L'azione di riduzione da parte dei legittimari

Ricorrendo le condizioni sopra esaminate, quindi, ogni legittimario può impugnare le donazioni fatte in vita dal de cuius nei confronti di altri soggetti, agendo in giudizio per la loro riduzione.

In base all'art. 559 c.c., le donazioni si riducono cominciando dall'ultima e, in caso di necessità, risalendo a quelle immediatamente precedenti, fino al ripristino della quota di legittima.

Se il bene donato è un immobile, esso deve essere ricondotto per intero nell'asse ereditario, a meno che non sia possibile procedere agevolmente alla separazione di una sua parte, sufficiente a reintegrare la quota di legittima.

L'azione di riduzione nei confronti delle donazioni effettuate in vita dal de cuius può essere esperita dai legittimari, o dai loro eredi o aventi causa, nel termine di dieci anni dall'apertura della successione.

Vedi anche: L'azione di riduzione e petizione ereditaria

L'azione revocatoria dei creditori (c.d. azione pauliana)

Al di fuori del diritto delle successioni, la donazione può essere oggetto anche di azione revocatoria da parte dei creditori del donante.

Può capitare, infatti, che il debitore, allo scopo di proteggere il proprio patrimonio dall'aggressione dei creditori, si liberi dei propri beni attraverso un atto di donazione.

A norma dell'art. 2901 c.c., il creditore, in tal caso, può chiedere che l'atto (o gli atti) di donazione vengano dichiarati inefficaci nei suoi confronti.
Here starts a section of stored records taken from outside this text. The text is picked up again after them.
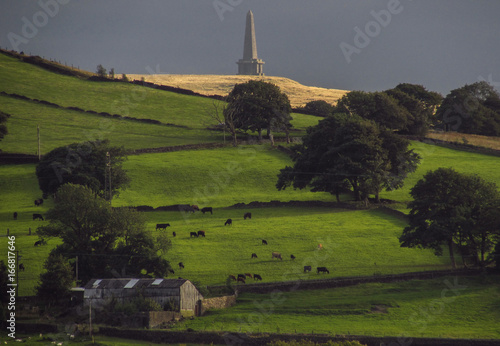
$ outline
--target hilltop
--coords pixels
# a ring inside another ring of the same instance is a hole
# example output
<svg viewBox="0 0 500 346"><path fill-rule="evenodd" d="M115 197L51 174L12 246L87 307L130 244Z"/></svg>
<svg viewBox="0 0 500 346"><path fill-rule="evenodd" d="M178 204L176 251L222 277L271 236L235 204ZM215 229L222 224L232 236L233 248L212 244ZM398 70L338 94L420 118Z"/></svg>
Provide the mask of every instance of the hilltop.
<svg viewBox="0 0 500 346"><path fill-rule="evenodd" d="M288 95L292 107L304 106L309 101L325 100L336 104L348 90L327 89L302 85L292 79L273 76L241 76L241 75L190 75L190 74L127 74L131 80L168 85L182 89L192 90L202 95L225 96L233 89L235 84L245 83L249 80L262 80L276 84Z"/></svg>

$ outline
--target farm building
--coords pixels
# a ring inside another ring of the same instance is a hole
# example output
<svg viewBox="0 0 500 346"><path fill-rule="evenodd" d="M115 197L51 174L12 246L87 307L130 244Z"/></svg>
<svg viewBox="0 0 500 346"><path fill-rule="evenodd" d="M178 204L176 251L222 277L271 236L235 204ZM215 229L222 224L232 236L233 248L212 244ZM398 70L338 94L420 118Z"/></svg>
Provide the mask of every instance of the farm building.
<svg viewBox="0 0 500 346"><path fill-rule="evenodd" d="M99 309L112 299L130 302L142 296L164 307L170 303L184 316L201 313L203 296L195 285L185 279L92 279L85 285L84 305Z"/></svg>

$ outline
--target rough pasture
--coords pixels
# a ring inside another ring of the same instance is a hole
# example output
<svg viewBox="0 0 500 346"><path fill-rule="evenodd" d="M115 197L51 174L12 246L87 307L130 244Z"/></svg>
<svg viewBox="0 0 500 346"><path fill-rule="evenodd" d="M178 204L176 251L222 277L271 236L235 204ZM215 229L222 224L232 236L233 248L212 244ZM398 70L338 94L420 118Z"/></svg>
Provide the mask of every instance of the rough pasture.
<svg viewBox="0 0 500 346"><path fill-rule="evenodd" d="M404 222L384 212L335 210L329 208L256 208L251 224L224 227L227 218L241 217L239 209L216 209L213 218L180 212L148 212L151 226L156 220L171 220L184 237L172 238L168 259L183 262L184 278L205 285L223 285L230 273L259 273L264 281L293 280L312 265L308 274L317 279L316 267L325 266L335 276L373 275L448 268L446 256L432 251L400 248L397 235ZM154 227L152 227L154 229ZM210 236L203 241L189 239L189 230L203 229ZM268 246L261 240L267 239ZM317 244L323 250L317 250ZM272 246L272 249L270 248ZM278 251L283 261L272 260ZM251 258L251 254L257 258ZM293 254L297 259L290 260Z"/></svg>

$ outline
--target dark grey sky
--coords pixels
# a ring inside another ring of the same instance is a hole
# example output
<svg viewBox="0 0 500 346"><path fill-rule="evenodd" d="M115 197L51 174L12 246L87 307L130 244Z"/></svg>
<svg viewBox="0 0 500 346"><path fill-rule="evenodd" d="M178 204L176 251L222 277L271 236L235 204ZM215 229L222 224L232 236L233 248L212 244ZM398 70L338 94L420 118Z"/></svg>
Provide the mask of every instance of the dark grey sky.
<svg viewBox="0 0 500 346"><path fill-rule="evenodd" d="M0 0L0 46L90 71L235 74L248 10L266 75L500 89L498 0Z"/></svg>

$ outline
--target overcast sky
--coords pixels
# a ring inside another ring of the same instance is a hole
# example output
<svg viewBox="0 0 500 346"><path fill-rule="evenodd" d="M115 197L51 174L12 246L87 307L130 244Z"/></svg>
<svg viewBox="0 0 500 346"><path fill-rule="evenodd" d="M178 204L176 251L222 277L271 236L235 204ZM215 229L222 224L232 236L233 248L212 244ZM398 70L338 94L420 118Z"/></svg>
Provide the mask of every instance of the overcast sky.
<svg viewBox="0 0 500 346"><path fill-rule="evenodd" d="M0 46L89 71L236 74L248 10L266 75L500 89L498 0L0 0Z"/></svg>

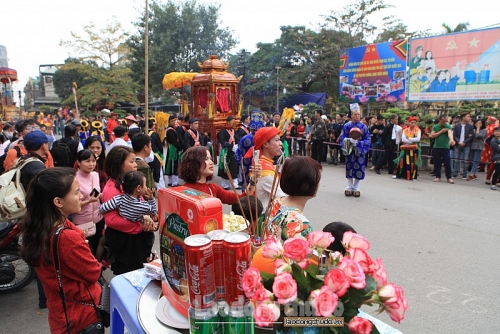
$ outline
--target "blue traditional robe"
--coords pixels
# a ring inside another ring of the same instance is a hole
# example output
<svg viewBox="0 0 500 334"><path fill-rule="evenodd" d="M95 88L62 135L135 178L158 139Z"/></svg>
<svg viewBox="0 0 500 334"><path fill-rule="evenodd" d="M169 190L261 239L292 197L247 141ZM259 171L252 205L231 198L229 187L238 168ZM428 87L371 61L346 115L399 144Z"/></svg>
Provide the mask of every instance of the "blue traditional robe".
<svg viewBox="0 0 500 334"><path fill-rule="evenodd" d="M352 144L349 141L349 131L352 128L361 130L361 137L356 147L350 147ZM346 142L345 145L344 141ZM363 180L365 178L366 153L370 151L371 143L371 135L368 127L362 122L347 122L342 127L340 142L343 147L346 147L347 151L345 152L345 177L348 179Z"/></svg>

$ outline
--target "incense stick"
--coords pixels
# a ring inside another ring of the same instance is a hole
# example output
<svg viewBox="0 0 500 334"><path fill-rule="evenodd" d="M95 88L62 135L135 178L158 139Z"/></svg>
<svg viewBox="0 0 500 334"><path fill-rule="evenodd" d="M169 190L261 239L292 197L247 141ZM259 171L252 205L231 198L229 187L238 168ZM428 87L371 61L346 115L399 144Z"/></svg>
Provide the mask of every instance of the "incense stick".
<svg viewBox="0 0 500 334"><path fill-rule="evenodd" d="M233 189L233 192L236 195L236 200L238 201L238 205L240 207L241 214L243 215L243 219L245 219L245 223L247 225L247 228L249 228L249 222L248 222L247 218L245 217L245 212L243 212L243 207L241 206L240 196L239 196L238 192L236 191L236 188L234 187L233 177L231 176L231 171L229 170L229 166L227 165L226 155L227 155L227 152L224 154L223 160L222 160L224 163L224 170L226 171L226 175L227 175L227 178L229 180L229 183L231 183L231 188Z"/></svg>
<svg viewBox="0 0 500 334"><path fill-rule="evenodd" d="M253 163L253 180L255 182L255 190L254 190L254 199L255 199L255 223L254 223L254 229L253 232L255 234L258 224L259 224L259 216L262 214L262 212L259 212L259 205L258 205L258 198L257 198L257 171L255 170L255 159L252 159Z"/></svg>
<svg viewBox="0 0 500 334"><path fill-rule="evenodd" d="M245 191L247 189L247 178L246 178L246 171L245 171L245 166L243 166L243 159L240 160L240 165L241 165L241 174L242 174L242 177L243 177L243 185L245 186ZM247 193L247 202L248 202L248 210L250 211L250 234L253 236L254 235L254 232L253 232L253 215L252 215L252 207L250 205L250 197L248 197L248 193ZM243 211L242 211L243 212Z"/></svg>

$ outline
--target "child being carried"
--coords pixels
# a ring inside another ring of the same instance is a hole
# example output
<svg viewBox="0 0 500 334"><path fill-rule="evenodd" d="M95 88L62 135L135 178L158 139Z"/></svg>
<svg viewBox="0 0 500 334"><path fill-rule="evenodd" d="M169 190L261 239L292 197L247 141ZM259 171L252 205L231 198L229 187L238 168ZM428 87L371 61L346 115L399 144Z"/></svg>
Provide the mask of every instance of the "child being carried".
<svg viewBox="0 0 500 334"><path fill-rule="evenodd" d="M121 217L133 222L142 221L144 215L157 216L156 199L153 191L146 186L144 174L127 172L123 175L121 185L124 193L102 203L99 207L101 214L118 209Z"/></svg>

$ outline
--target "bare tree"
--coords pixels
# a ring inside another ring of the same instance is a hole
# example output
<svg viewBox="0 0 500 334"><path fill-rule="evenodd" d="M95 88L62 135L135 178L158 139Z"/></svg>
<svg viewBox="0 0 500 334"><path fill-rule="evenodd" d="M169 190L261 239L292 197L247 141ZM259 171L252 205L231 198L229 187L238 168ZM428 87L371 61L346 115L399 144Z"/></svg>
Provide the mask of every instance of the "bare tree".
<svg viewBox="0 0 500 334"><path fill-rule="evenodd" d="M98 29L91 22L83 29L86 36L79 36L72 31L72 40L59 42L60 46L73 50L73 57L79 55L82 60L93 60L111 69L127 56L125 42L128 33L123 30L115 16L104 28Z"/></svg>

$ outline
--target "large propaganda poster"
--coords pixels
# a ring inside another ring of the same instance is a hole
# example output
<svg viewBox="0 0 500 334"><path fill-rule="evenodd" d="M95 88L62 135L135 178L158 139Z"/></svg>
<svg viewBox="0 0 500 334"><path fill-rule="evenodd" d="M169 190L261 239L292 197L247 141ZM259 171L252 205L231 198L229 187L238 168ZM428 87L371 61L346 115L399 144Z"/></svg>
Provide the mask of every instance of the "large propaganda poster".
<svg viewBox="0 0 500 334"><path fill-rule="evenodd" d="M397 40L341 51L340 101L404 101L407 46Z"/></svg>
<svg viewBox="0 0 500 334"><path fill-rule="evenodd" d="M409 101L500 99L500 28L411 40Z"/></svg>

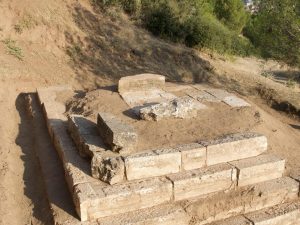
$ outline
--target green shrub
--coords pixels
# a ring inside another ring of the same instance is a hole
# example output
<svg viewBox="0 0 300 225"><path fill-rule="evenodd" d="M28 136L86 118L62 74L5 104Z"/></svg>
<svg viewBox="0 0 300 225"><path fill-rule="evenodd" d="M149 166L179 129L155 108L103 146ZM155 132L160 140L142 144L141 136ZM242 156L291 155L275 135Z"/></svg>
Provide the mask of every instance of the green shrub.
<svg viewBox="0 0 300 225"><path fill-rule="evenodd" d="M19 60L23 60L24 55L22 49L17 46L17 42L12 39L5 39L3 43L6 45L8 54L15 56Z"/></svg>

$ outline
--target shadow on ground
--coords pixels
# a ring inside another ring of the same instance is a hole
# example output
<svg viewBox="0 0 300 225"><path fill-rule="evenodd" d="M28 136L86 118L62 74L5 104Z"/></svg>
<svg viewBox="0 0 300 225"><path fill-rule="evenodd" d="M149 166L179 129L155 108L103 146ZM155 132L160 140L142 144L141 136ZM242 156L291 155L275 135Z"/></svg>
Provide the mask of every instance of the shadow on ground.
<svg viewBox="0 0 300 225"><path fill-rule="evenodd" d="M172 81L199 83L211 75L209 62L192 49L152 37L121 13L104 13L97 8L91 11L80 3L69 10L81 30L65 33L67 53L78 79L86 77L83 73L92 73L116 81L149 72Z"/></svg>
<svg viewBox="0 0 300 225"><path fill-rule="evenodd" d="M24 94L20 94L17 97L15 106L21 119L19 133L15 142L21 147L23 153L21 159L24 162L24 194L33 202L33 219L45 225L53 224L39 162L34 151L34 134L32 132L31 119L26 111ZM32 223L34 224L34 221Z"/></svg>

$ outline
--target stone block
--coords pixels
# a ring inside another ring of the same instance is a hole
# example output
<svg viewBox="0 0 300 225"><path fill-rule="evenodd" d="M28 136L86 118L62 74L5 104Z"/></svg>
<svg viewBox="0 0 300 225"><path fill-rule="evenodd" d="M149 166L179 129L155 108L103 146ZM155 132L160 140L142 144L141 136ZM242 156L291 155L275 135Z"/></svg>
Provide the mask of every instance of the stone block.
<svg viewBox="0 0 300 225"><path fill-rule="evenodd" d="M188 225L189 216L177 205L162 205L103 219L101 225Z"/></svg>
<svg viewBox="0 0 300 225"><path fill-rule="evenodd" d="M171 101L150 105L140 109L143 120L159 121L164 118L193 118L201 109L207 108L188 96L175 98Z"/></svg>
<svg viewBox="0 0 300 225"><path fill-rule="evenodd" d="M221 102L220 99L203 90L188 89L186 94L200 102Z"/></svg>
<svg viewBox="0 0 300 225"><path fill-rule="evenodd" d="M181 153L176 149L159 149L124 157L126 177L136 180L178 173Z"/></svg>
<svg viewBox="0 0 300 225"><path fill-rule="evenodd" d="M225 102L227 105L231 107L247 107L251 106L248 102L245 100L237 97L237 96L227 96L223 99L223 102Z"/></svg>
<svg viewBox="0 0 300 225"><path fill-rule="evenodd" d="M228 164L171 174L174 200L180 201L205 194L225 191L235 186L236 169Z"/></svg>
<svg viewBox="0 0 300 225"><path fill-rule="evenodd" d="M184 144L176 147L181 152L181 168L183 170L199 169L206 165L206 147L198 144Z"/></svg>
<svg viewBox="0 0 300 225"><path fill-rule="evenodd" d="M120 156L95 153L91 161L92 176L109 184L125 180L125 164Z"/></svg>
<svg viewBox="0 0 300 225"><path fill-rule="evenodd" d="M229 219L209 223L208 225L253 225L253 224L244 216L235 216Z"/></svg>
<svg viewBox="0 0 300 225"><path fill-rule="evenodd" d="M172 184L164 178L106 187L83 183L74 190L74 203L82 221L149 208L171 198Z"/></svg>
<svg viewBox="0 0 300 225"><path fill-rule="evenodd" d="M138 135L133 127L108 113L99 113L97 125L103 141L114 152L130 151L137 143Z"/></svg>
<svg viewBox="0 0 300 225"><path fill-rule="evenodd" d="M94 153L105 151L105 145L98 134L97 124L80 115L68 117L68 130L82 157L93 157Z"/></svg>
<svg viewBox="0 0 300 225"><path fill-rule="evenodd" d="M283 176L285 160L265 154L230 162L238 170L238 186L246 186Z"/></svg>
<svg viewBox="0 0 300 225"><path fill-rule="evenodd" d="M118 91L120 93L124 93L129 91L149 90L153 88L162 89L164 86L164 76L146 73L122 77L119 80Z"/></svg>
<svg viewBox="0 0 300 225"><path fill-rule="evenodd" d="M245 215L254 225L300 224L300 202L280 204Z"/></svg>
<svg viewBox="0 0 300 225"><path fill-rule="evenodd" d="M267 138L256 133L227 135L213 141L202 141L207 147L207 165L254 157L267 150Z"/></svg>
<svg viewBox="0 0 300 225"><path fill-rule="evenodd" d="M215 96L216 98L220 99L221 101L223 101L226 97L231 97L234 96L233 94L222 90L222 89L205 89L205 91L213 96Z"/></svg>
<svg viewBox="0 0 300 225"><path fill-rule="evenodd" d="M161 89L151 89L125 92L122 98L130 107L145 107L175 99L176 96Z"/></svg>
<svg viewBox="0 0 300 225"><path fill-rule="evenodd" d="M298 190L295 180L283 177L206 195L185 209L189 215L198 218L197 225L208 224L296 200Z"/></svg>

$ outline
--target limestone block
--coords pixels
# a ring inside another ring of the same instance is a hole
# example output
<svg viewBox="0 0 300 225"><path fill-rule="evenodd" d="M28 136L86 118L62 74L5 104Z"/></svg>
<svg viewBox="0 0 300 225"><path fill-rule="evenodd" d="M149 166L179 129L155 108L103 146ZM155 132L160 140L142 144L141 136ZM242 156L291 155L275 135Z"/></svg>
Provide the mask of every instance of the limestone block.
<svg viewBox="0 0 300 225"><path fill-rule="evenodd" d="M188 225L189 217L182 207L162 205L98 220L101 225Z"/></svg>
<svg viewBox="0 0 300 225"><path fill-rule="evenodd" d="M92 176L109 184L125 180L125 165L122 157L95 153L91 161Z"/></svg>
<svg viewBox="0 0 300 225"><path fill-rule="evenodd" d="M236 169L228 164L171 174L167 176L173 182L174 200L180 201L201 195L228 190L236 181Z"/></svg>
<svg viewBox="0 0 300 225"><path fill-rule="evenodd" d="M132 126L108 113L99 113L97 125L103 141L114 152L130 151L137 143L138 135Z"/></svg>
<svg viewBox="0 0 300 225"><path fill-rule="evenodd" d="M126 156L124 161L127 179L135 180L178 173L181 153L176 149L159 149Z"/></svg>
<svg viewBox="0 0 300 225"><path fill-rule="evenodd" d="M300 224L300 202L285 203L246 214L254 225Z"/></svg>
<svg viewBox="0 0 300 225"><path fill-rule="evenodd" d="M181 152L183 170L199 169L206 165L206 148L198 143L184 144L176 148Z"/></svg>
<svg viewBox="0 0 300 225"><path fill-rule="evenodd" d="M296 200L299 186L289 177L216 192L189 204L185 209L198 218L197 225L227 219L243 213Z"/></svg>
<svg viewBox="0 0 300 225"><path fill-rule="evenodd" d="M299 183L289 177L265 181L252 187L259 193L259 198L253 199L251 204L246 204L245 212L257 211L297 199L299 192Z"/></svg>
<svg viewBox="0 0 300 225"><path fill-rule="evenodd" d="M97 125L92 120L81 115L70 115L68 130L82 157L91 158L94 153L105 151Z"/></svg>
<svg viewBox="0 0 300 225"><path fill-rule="evenodd" d="M238 186L246 186L282 177L285 160L265 154L230 162L238 170Z"/></svg>
<svg viewBox="0 0 300 225"><path fill-rule="evenodd" d="M200 142L207 147L207 165L254 157L267 150L267 138L256 133L227 135L213 141Z"/></svg>
<svg viewBox="0 0 300 225"><path fill-rule="evenodd" d="M223 99L223 102L225 102L227 105L231 107L247 107L251 106L248 102L245 100L237 97L237 96L227 96Z"/></svg>
<svg viewBox="0 0 300 225"><path fill-rule="evenodd" d="M200 102L190 97L180 97L171 101L150 105L140 109L143 120L159 121L163 118L193 118L197 112L207 108Z"/></svg>
<svg viewBox="0 0 300 225"><path fill-rule="evenodd" d="M205 91L213 96L215 96L216 98L220 99L221 101L223 101L226 97L231 97L233 96L233 94L222 90L222 89L205 89Z"/></svg>
<svg viewBox="0 0 300 225"><path fill-rule="evenodd" d="M165 77L157 74L139 74L122 77L119 80L118 90L120 93L128 91L140 91L153 88L162 89L165 86Z"/></svg>
<svg viewBox="0 0 300 225"><path fill-rule="evenodd" d="M209 225L253 225L244 216L235 216L226 220L210 223Z"/></svg>
<svg viewBox="0 0 300 225"><path fill-rule="evenodd" d="M186 94L200 102L221 102L220 99L203 90L188 89L186 90Z"/></svg>
<svg viewBox="0 0 300 225"><path fill-rule="evenodd" d="M74 203L82 221L131 212L172 198L169 180L154 178L112 186L84 183L75 187Z"/></svg>
<svg viewBox="0 0 300 225"><path fill-rule="evenodd" d="M161 89L150 89L124 92L122 93L122 98L130 107L145 107L175 99L176 96Z"/></svg>

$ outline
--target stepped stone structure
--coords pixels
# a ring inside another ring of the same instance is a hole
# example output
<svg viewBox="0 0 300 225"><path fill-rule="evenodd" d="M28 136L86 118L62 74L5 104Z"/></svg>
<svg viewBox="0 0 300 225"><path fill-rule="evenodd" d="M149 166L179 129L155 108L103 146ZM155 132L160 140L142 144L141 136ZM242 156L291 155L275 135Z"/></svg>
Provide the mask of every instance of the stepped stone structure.
<svg viewBox="0 0 300 225"><path fill-rule="evenodd" d="M129 110L137 112L138 107L141 115L140 120L126 121L107 112L97 112L97 118L67 117L56 96L69 88L37 89L36 107L44 114L78 215L56 224L300 224L299 180L284 177L285 160L267 152L263 134L199 137L190 143L139 149L144 134L135 129L137 123L193 119L174 116L182 112L169 108L170 98L194 102L181 106L192 110L193 117L210 104L250 107L220 89L186 86L178 88L184 96L176 96L176 91L168 93L160 75L120 79L120 96ZM133 98L132 93L144 95ZM148 121L146 115L156 119Z"/></svg>

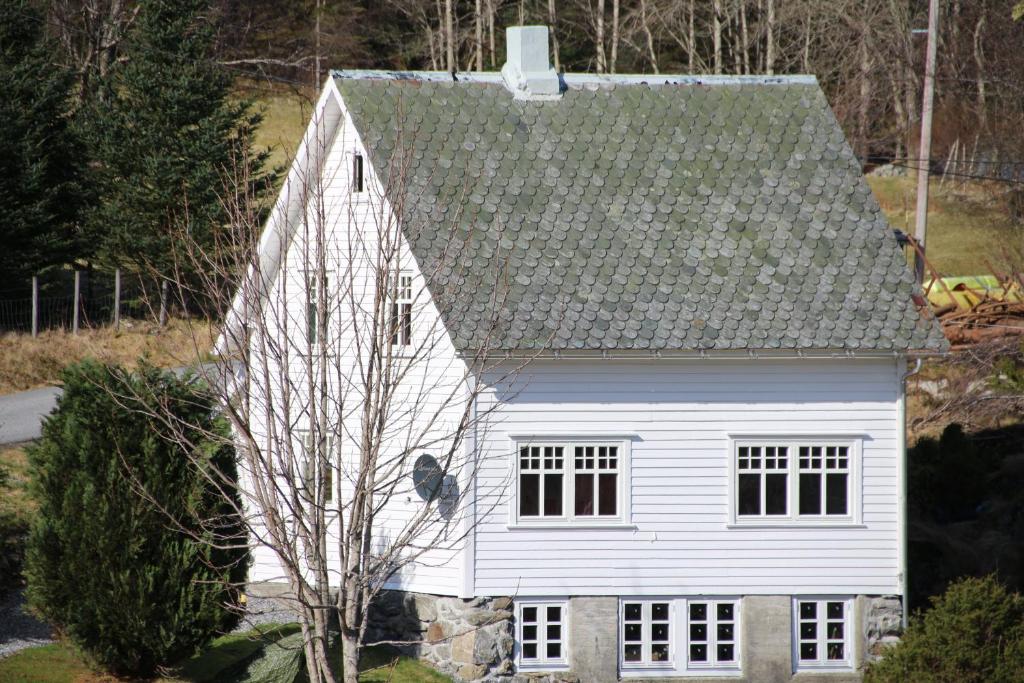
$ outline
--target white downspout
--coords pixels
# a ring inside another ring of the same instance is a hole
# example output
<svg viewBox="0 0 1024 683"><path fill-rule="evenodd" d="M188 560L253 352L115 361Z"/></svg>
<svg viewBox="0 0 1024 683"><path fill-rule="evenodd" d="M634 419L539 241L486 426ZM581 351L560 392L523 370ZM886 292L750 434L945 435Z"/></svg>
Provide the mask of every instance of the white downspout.
<svg viewBox="0 0 1024 683"><path fill-rule="evenodd" d="M898 368L899 366L897 366ZM899 370L897 370L899 372ZM899 416L897 421L899 422L899 439L898 448L900 454L900 485L899 485L899 500L897 505L899 506L899 528L900 528L900 588L903 591L903 630L907 630L907 626L910 623L910 606L908 604L909 590L907 589L907 567L909 566L910 556L910 541L907 530L907 477L909 474L908 463L907 463L907 379L913 377L917 373L921 372L921 359L916 359L914 363L914 369L903 373L900 376L900 397L898 401L898 412Z"/></svg>

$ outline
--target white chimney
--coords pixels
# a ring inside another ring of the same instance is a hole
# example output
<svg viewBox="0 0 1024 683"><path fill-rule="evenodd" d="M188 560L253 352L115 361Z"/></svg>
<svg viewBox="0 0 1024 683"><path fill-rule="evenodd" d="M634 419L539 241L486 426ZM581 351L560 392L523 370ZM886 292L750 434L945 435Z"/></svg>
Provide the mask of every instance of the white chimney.
<svg viewBox="0 0 1024 683"><path fill-rule="evenodd" d="M501 76L516 99L547 100L559 97L558 74L551 68L547 26L510 26Z"/></svg>

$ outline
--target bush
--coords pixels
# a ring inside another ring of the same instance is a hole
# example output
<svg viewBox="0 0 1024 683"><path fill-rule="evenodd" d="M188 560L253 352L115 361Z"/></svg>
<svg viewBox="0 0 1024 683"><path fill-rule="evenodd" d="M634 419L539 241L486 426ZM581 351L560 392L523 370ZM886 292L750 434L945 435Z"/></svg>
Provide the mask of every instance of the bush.
<svg viewBox="0 0 1024 683"><path fill-rule="evenodd" d="M224 437L227 426L194 381L95 362L63 379L28 451L39 504L25 559L29 601L95 664L149 676L238 623L226 606L246 576L244 531L208 478L234 479L234 449L207 436ZM160 413L177 420L191 453Z"/></svg>
<svg viewBox="0 0 1024 683"><path fill-rule="evenodd" d="M962 579L915 619L866 683L1024 680L1024 598L994 577Z"/></svg>
<svg viewBox="0 0 1024 683"><path fill-rule="evenodd" d="M23 519L0 510L0 597L21 585L27 533Z"/></svg>

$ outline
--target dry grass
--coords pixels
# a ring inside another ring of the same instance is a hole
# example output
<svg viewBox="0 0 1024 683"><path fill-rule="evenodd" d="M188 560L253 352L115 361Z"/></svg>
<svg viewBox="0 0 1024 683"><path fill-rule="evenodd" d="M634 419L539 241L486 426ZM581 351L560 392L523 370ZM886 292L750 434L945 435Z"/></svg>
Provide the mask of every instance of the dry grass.
<svg viewBox="0 0 1024 683"><path fill-rule="evenodd" d="M211 347L205 323L124 321L121 330L83 330L77 335L51 330L32 338L27 334L0 336L0 394L60 382L67 365L85 358L133 366L140 358L161 367L191 365L206 360Z"/></svg>
<svg viewBox="0 0 1024 683"><path fill-rule="evenodd" d="M252 99L263 114L255 142L258 149L270 150L269 167L286 165L309 123L316 94L309 89L254 81L239 81L236 91Z"/></svg>
<svg viewBox="0 0 1024 683"><path fill-rule="evenodd" d="M889 223L914 234L917 185L913 177L868 177ZM1005 188L992 183L940 184L928 199L928 259L943 275L981 275L999 267L1006 248L1024 246L1024 230L1010 218ZM991 264L991 265L990 265Z"/></svg>

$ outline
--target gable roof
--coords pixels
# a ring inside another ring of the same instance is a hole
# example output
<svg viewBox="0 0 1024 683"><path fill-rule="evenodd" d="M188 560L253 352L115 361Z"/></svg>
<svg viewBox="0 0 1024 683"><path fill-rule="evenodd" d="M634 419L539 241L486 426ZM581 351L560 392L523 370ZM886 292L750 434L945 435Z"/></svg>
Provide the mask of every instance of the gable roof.
<svg viewBox="0 0 1024 683"><path fill-rule="evenodd" d="M812 77L333 77L459 350L947 348Z"/></svg>

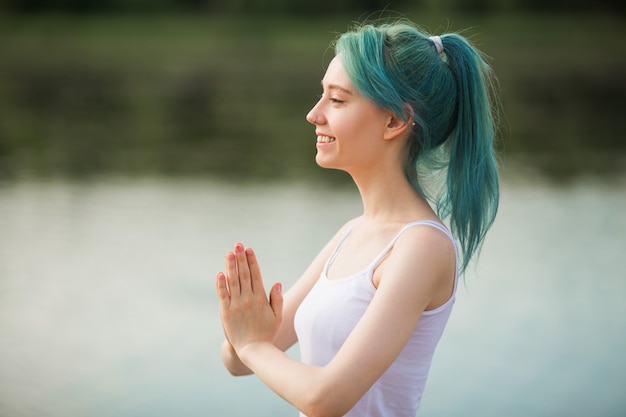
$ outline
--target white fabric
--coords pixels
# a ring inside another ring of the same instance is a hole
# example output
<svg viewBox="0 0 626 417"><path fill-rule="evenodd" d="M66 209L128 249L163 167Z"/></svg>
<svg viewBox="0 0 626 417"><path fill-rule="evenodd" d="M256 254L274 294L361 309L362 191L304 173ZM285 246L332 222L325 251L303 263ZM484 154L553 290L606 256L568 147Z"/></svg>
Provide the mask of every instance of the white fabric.
<svg viewBox="0 0 626 417"><path fill-rule="evenodd" d="M328 279L328 268L343 246L348 232L296 312L294 325L302 362L316 366L325 366L330 362L376 293L372 281L374 269L405 230L420 225L441 230L453 241L456 251L454 238L440 223L413 222L405 225L364 271L343 279ZM458 273L455 274L454 290L448 301L434 310L422 313L400 355L345 416L415 417L435 347L454 304L457 281Z"/></svg>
A tal fine, egli deve dimostrare che il donante fosse a conoscenza del pregiudizio che l'atto potesse arrecare alle proprie ragioni. (Vedi anche: L'azione Revocatoria Ordinaria. Guida con fac-simile)

Azione pauliana: presupposti, effetti e prescrizione

Devono, pertanto, ricorrere i seguenti due presupposti: la consapevolezza di arrecare un pregiudizio al creditore (c.d. consilium fraudis) e l'insorgere di un effettivo danno (eventus damni), cioè l'impossibilità di rivalersi in maniera soddisfacente sugli altri beni del debitore.

La donazione può essere soggetta ad azione revocatoria (conosciuta anche come azione pauliana) anche nel caso in cui essa sia stata compiuta precedentemente alla nascita del debito: in tal caso, però, il creditore deve dimostrare che la liberalità fosse dolosamente preordinata a pregiudicare il soddisfacimento del credito.

Va evidenziato che l'accoglimento dell'azione revocatoria non produce alcun effetto sulla validità dell'atto di donazione, ma permette al creditore di agire sul bene in via conservativa o esecutiva, come se non fosse mai uscito dal patrimonio del debitore.

L'azione revocatoria si prescrive in cinque anni dal compimento dell'atto (art. 2903 c.c.).